J&S Oil, founded by Babb’s parents in 1972, has around 200 employees, so it fits in the category of businesses with more than 100 full-time-equivalent employees that will be required to offer affordable health insurance to at least 70 percent of its full-time workers in 2015 and 95 percent in 2016 to avoid fines.

Babb said the company already offers affordable health insurance to its full-time employees, whom it defines as those who work 36 to 40 hours a week, but the federal health care law defines full time as 30 hours a week for the purposes of the mandates.

That means J&S Oil will need to find a way to provide health insurance for around 35 more employees or cut those employees’ hours to keep them under 30 a week, Babb said.

“They’re creating an atmosphere that makes it much more difficult to make difficult decisions for everyone’s health insurance,” she said.

Peter Gore, vice president for advocacy and government relations at the state chamber, said owners of smaller businesses can struggle with knowing what is required of them because often the business owners are the ones figuring out what to do under the law.

Although the penalties for companies with 50 to 99 employees not offering health insurance have been delayed until 2016, those businesses still will be subject to reporting requirements for the health care law.

Such reporting requirements force employers to bear the costs of ensuring they’re in compliance, Gore said.

“Anytime you increase the administrative burden on employers, that’s a cost that’s coming out of somewhere,” he said.

Companies with fewer than 50 employees aren’t required to offer health insurance, but the Small Business Health Options Program Marketplace, which will help some eligible small businesses provide health coverage to their employees, went online this year for 2015.

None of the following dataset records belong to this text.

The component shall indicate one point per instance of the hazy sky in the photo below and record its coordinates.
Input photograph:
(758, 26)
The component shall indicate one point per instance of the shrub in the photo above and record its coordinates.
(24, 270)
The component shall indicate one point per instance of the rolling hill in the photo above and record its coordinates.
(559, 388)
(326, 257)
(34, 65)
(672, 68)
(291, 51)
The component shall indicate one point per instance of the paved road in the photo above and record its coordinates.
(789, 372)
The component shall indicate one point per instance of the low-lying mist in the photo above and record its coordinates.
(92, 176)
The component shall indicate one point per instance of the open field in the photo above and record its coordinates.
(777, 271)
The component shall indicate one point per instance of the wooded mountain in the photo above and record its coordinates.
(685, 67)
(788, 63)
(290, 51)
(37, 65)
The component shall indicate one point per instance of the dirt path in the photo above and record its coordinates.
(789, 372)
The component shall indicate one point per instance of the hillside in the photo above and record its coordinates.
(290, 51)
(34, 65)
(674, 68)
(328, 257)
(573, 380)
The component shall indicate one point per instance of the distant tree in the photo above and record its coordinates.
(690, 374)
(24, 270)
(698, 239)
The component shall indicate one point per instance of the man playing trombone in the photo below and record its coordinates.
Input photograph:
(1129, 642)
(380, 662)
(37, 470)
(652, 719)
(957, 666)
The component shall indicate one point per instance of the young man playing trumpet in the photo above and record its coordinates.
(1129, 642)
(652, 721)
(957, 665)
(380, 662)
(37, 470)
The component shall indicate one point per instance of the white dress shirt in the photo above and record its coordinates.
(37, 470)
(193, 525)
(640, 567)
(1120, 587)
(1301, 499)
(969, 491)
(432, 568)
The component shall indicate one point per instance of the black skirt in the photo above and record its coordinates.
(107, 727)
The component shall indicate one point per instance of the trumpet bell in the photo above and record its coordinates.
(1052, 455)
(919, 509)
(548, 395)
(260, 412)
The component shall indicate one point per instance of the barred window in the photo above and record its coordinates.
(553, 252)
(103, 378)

One of the forum’s panelists, Katie Mahoney, executive director of health care policy at the U.S. Chamber of Commerce, said a notable takeaway from the event in Augusta is that there is a huge variation of knowledge of the law among business owners. Some have been following carefully every guidance issued, while others didn’t know what counted as a large business, Mahoney said.

“To me, that’s one of the more challenging things I see and one of the more concerning things as we approach some of these penalties and deadlines,” she said.

Mahoney said she doesn’t know if the federal government will offer any additional leniency as some of the mandates are implemented. The U.S. chamber has asked for an approach where the federal government helps those trying to comply instead of penalizing them, she said, but so far there’s been some leniency exceptions only for specific situations.

Mahoney said small-business owners should be connecting with advisers such as accountants or insurance brokers to help them understand the law.

“Their job is to follow this stuff, because it’s ever-changing and very, very complicated,” she said.